After clustering and replacement, the network exhibits a new ordered matrix structure, which may still contain some parameter redundancy and reuse, requiring further analysis. Due to the nature of clustering, using only structured sparsity26 may overlook the relationships between parameters of adjacent hidden layers, thereby failing to identify physically relevant network structures encoded in these parameter relationships. Therefore, instead of pure low-rank decomposition, we adopt a hybrid compression strategy that combines low-rank constraints with structured parameter sharing.
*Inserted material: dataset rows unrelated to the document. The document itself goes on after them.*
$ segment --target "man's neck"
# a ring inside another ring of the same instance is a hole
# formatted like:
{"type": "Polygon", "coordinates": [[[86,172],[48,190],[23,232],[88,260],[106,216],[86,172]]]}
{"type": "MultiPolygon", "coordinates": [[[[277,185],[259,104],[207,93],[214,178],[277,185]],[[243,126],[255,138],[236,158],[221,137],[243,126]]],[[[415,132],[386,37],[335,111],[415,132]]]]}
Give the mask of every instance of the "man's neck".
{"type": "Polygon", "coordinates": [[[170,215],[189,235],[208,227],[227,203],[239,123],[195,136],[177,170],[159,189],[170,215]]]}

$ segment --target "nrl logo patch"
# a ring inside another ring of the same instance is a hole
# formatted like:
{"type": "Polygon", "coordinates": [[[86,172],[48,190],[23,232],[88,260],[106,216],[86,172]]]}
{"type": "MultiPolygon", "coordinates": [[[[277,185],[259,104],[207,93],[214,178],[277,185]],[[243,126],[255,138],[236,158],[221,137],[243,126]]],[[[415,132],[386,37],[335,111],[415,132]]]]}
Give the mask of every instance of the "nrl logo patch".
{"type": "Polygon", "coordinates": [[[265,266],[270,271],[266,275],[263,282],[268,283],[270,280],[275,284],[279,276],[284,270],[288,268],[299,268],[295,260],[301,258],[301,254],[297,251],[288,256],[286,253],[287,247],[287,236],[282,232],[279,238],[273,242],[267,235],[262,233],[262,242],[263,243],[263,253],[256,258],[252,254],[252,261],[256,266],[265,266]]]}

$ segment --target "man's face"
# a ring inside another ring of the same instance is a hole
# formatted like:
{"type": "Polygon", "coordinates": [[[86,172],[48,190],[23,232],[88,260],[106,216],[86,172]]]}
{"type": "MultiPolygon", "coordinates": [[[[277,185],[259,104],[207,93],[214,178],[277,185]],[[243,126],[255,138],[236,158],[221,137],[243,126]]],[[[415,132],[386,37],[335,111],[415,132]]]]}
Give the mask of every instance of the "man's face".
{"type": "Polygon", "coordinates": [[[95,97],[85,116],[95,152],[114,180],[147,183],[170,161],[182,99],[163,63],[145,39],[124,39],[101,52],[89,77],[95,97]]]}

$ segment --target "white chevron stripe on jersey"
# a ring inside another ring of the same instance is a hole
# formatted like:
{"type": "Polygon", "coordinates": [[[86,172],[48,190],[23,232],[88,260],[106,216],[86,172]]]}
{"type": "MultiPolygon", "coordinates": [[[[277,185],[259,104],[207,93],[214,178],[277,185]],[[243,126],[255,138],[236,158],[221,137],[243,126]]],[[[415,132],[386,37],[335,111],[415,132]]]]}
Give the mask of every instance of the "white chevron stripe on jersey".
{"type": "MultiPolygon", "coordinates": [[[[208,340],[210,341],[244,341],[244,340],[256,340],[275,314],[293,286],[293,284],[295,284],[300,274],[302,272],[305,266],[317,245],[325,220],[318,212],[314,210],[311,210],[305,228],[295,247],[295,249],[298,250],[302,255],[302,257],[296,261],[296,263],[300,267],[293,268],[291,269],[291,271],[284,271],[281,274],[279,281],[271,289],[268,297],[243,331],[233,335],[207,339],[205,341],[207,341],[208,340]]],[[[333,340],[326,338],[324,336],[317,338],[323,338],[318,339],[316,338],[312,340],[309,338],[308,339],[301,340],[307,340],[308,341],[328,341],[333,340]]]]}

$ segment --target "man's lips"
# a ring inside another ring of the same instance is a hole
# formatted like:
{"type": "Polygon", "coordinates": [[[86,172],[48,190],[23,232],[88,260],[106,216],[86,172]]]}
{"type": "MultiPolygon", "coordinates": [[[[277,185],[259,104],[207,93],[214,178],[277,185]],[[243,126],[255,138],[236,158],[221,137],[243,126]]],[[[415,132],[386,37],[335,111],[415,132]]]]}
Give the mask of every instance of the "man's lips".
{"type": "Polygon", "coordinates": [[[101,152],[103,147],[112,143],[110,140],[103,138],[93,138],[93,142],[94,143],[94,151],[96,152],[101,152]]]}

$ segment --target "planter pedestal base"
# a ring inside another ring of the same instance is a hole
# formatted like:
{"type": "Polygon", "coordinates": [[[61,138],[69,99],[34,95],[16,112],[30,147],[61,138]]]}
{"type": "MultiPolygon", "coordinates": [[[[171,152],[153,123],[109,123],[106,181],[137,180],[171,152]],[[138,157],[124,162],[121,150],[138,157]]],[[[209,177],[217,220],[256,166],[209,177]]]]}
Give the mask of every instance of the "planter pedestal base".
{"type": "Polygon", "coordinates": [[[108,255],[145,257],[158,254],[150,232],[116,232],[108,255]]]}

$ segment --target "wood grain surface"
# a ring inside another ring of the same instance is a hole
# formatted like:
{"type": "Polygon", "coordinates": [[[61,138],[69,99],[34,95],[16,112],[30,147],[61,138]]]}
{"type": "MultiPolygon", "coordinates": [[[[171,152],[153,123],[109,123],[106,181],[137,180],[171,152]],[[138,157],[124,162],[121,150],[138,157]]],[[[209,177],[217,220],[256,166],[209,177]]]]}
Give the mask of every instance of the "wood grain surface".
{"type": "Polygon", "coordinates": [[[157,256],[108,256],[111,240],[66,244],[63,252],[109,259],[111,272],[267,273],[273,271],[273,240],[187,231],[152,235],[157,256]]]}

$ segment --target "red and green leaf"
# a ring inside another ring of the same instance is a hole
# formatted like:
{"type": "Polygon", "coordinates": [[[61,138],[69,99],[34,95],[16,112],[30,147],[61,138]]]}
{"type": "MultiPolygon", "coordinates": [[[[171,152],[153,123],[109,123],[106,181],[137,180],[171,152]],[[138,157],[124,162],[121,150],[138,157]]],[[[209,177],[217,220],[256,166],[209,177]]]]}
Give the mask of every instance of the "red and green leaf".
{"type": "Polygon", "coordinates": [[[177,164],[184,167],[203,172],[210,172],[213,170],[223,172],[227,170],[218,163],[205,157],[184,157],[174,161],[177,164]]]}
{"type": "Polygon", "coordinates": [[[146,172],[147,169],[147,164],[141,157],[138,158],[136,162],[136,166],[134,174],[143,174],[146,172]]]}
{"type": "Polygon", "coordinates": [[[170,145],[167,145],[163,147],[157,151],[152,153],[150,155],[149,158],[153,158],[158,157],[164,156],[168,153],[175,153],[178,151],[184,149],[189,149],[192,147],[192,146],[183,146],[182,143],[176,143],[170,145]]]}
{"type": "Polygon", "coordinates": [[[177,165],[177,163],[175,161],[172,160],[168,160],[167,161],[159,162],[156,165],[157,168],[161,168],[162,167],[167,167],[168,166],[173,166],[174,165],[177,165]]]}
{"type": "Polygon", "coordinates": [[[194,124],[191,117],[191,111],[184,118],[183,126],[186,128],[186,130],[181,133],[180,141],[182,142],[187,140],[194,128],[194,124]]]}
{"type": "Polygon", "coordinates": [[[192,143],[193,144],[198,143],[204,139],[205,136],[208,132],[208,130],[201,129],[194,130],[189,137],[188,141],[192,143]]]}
Essentially, this approach compresses and simplifies the weight matrix through parameter sharing and structured design, mapping the high-dimensional weight matrix to a low-dimensional structured subspace. Specifically, Ψ-NN not only reduces the rank of the parameter matrix, but also avoids overly complex network structures by identifying redundant reuse in the form of repeated submatrix basis vectors. The detailed analysis is presented in Section 3.
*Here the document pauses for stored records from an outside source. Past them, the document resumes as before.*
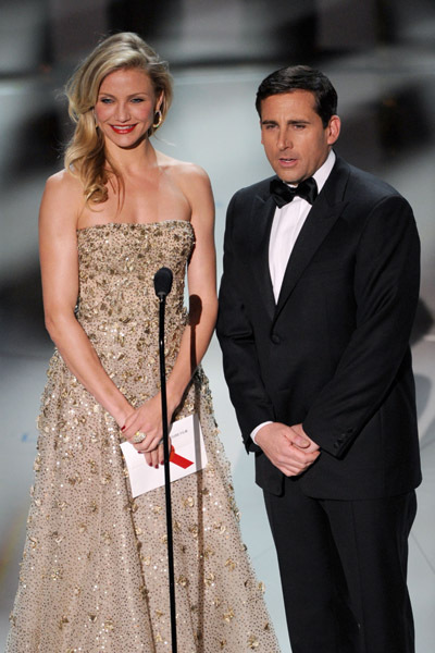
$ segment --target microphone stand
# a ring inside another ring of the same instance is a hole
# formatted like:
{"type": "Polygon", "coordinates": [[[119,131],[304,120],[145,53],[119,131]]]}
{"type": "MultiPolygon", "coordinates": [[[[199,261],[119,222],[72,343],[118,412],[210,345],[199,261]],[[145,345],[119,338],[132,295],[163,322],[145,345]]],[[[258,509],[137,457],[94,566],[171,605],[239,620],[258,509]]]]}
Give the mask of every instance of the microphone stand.
{"type": "Polygon", "coordinates": [[[174,542],[172,531],[172,502],[171,502],[171,471],[170,446],[167,429],[166,404],[166,370],[164,361],[164,310],[166,295],[171,292],[172,272],[169,268],[161,268],[154,276],[156,294],[159,297],[159,357],[160,357],[160,393],[162,398],[163,451],[164,451],[164,491],[166,498],[166,533],[167,533],[167,570],[170,581],[171,604],[171,637],[172,653],[177,653],[176,639],[176,611],[175,611],[175,578],[174,578],[174,542]]]}

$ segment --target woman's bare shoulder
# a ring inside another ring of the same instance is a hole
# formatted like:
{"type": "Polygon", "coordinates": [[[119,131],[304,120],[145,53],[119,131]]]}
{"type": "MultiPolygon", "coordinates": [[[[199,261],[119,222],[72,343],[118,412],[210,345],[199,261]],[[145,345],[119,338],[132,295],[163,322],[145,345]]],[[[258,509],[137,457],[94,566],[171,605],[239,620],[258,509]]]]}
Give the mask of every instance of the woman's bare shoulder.
{"type": "Polygon", "coordinates": [[[198,180],[198,183],[209,183],[209,175],[203,168],[189,161],[181,161],[162,152],[158,152],[158,162],[161,168],[164,168],[169,174],[181,180],[187,178],[189,182],[198,180]]]}
{"type": "Polygon", "coordinates": [[[48,177],[41,201],[41,218],[46,214],[51,220],[71,217],[76,221],[83,210],[85,198],[79,180],[67,170],[61,170],[48,177]]]}
{"type": "Polygon", "coordinates": [[[83,196],[82,182],[65,169],[60,170],[48,177],[46,190],[49,193],[66,193],[70,196],[83,196]]]}

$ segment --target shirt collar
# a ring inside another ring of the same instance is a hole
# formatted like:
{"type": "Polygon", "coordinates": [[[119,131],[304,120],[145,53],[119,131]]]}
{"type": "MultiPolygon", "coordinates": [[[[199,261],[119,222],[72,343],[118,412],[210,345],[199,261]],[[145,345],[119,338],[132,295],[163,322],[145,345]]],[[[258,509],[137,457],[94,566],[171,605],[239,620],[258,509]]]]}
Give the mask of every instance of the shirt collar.
{"type": "Polygon", "coordinates": [[[326,161],[313,174],[315,183],[318,184],[319,193],[322,190],[327,177],[331,174],[332,169],[334,168],[335,159],[335,152],[334,150],[331,150],[327,155],[326,161]]]}

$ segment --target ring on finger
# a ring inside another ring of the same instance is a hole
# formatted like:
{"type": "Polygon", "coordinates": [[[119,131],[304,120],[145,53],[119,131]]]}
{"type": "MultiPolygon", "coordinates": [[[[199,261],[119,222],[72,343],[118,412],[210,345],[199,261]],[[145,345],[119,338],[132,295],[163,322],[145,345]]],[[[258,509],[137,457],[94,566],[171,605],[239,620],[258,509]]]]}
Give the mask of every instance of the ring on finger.
{"type": "Polygon", "coordinates": [[[136,431],[136,433],[133,435],[133,442],[135,444],[140,444],[140,442],[144,442],[144,440],[147,438],[147,433],[142,433],[141,431],[136,431]]]}

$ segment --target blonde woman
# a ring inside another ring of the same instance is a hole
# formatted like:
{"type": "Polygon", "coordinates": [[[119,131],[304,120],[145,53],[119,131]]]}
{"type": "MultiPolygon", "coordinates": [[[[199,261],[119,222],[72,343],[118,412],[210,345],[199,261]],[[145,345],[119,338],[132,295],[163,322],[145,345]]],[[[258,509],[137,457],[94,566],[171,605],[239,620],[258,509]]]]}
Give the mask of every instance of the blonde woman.
{"type": "Polygon", "coordinates": [[[164,492],[132,498],[120,447],[125,439],[148,465],[162,463],[153,276],[165,266],[174,274],[169,416],[199,416],[209,460],[172,483],[179,651],[273,653],[199,367],[216,317],[208,176],[151,145],[172,86],[137,35],[102,41],[66,91],[75,133],[40,208],[45,315],[57,348],[7,651],[170,650],[164,492]]]}

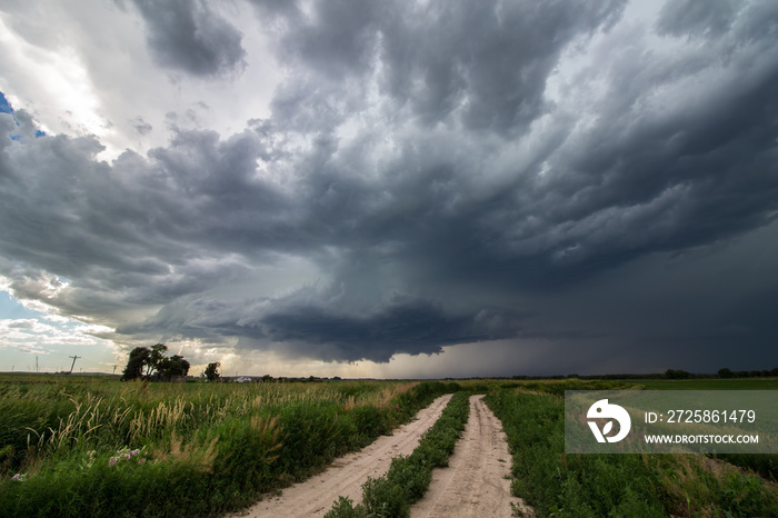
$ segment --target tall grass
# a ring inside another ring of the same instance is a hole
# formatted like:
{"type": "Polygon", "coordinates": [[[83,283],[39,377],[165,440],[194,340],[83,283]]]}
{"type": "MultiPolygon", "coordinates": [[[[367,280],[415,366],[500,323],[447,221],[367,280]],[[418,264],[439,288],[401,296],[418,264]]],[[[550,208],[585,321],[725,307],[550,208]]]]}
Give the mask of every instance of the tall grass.
{"type": "Polygon", "coordinates": [[[565,401],[548,389],[486,398],[513,455],[513,494],[538,516],[778,516],[775,485],[702,455],[566,455],[565,401]]]}
{"type": "Polygon", "coordinates": [[[240,509],[458,388],[387,381],[0,383],[0,509],[9,516],[240,509]]]}

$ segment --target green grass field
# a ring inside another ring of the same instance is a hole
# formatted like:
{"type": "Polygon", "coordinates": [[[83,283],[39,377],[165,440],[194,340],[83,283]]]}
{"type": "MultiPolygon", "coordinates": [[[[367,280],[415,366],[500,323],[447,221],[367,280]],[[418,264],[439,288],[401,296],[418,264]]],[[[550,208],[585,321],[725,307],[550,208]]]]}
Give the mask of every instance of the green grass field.
{"type": "Polygon", "coordinates": [[[649,390],[778,390],[778,378],[625,380],[649,390]]]}
{"type": "Polygon", "coordinates": [[[239,510],[460,389],[436,381],[0,378],[3,516],[239,510]]]}
{"type": "MultiPolygon", "coordinates": [[[[775,455],[565,455],[565,390],[636,388],[772,390],[778,380],[240,385],[0,375],[0,514],[219,516],[368,445],[437,396],[468,391],[488,394],[513,455],[513,490],[538,516],[778,516],[775,455]]],[[[460,428],[447,429],[455,435],[445,448],[436,439],[436,455],[450,454],[460,428]]],[[[391,488],[425,479],[431,464],[417,457],[398,460],[397,474],[370,490],[406,509],[410,497],[391,488]]]]}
Different from structured pruning nodes (i.e., complete network substructures of weight-activation-weight), the main goal of Ψ-NN in the parameter matrix extraction process is to identify parameter relationships. To maximize the refinement of parameter relationships, Ψ-NN retains the sign features of parameters and refines the clustering objects to the trainable parameter values between each pair of nodes. On this basis, Ψ-NN can transcend traditional sparse strategies that merely merge repeated nodes, resulting in parameter matrices with physical relevance.
Network reconstruction
The core objective of the network reconstruction stage is to enhance the applicability capability of the network while preserving physical relevance. By structurally reconstructing the extracted parameter relationship matrix, Ψ-NN yields a NN architecture that not only incorporates physical constraints but also adapts to new problems. Unlike approaches that rely solely on parameter pruning or zeroing, Ψ-NN reconstruction emphasizes not just parameter compression, but more importantly, the preservation and explicit representation of physical relationships among parameters. As a result, the reconstructed network both reflects underlying physical laws and enables structural transferability and applicability across different problems.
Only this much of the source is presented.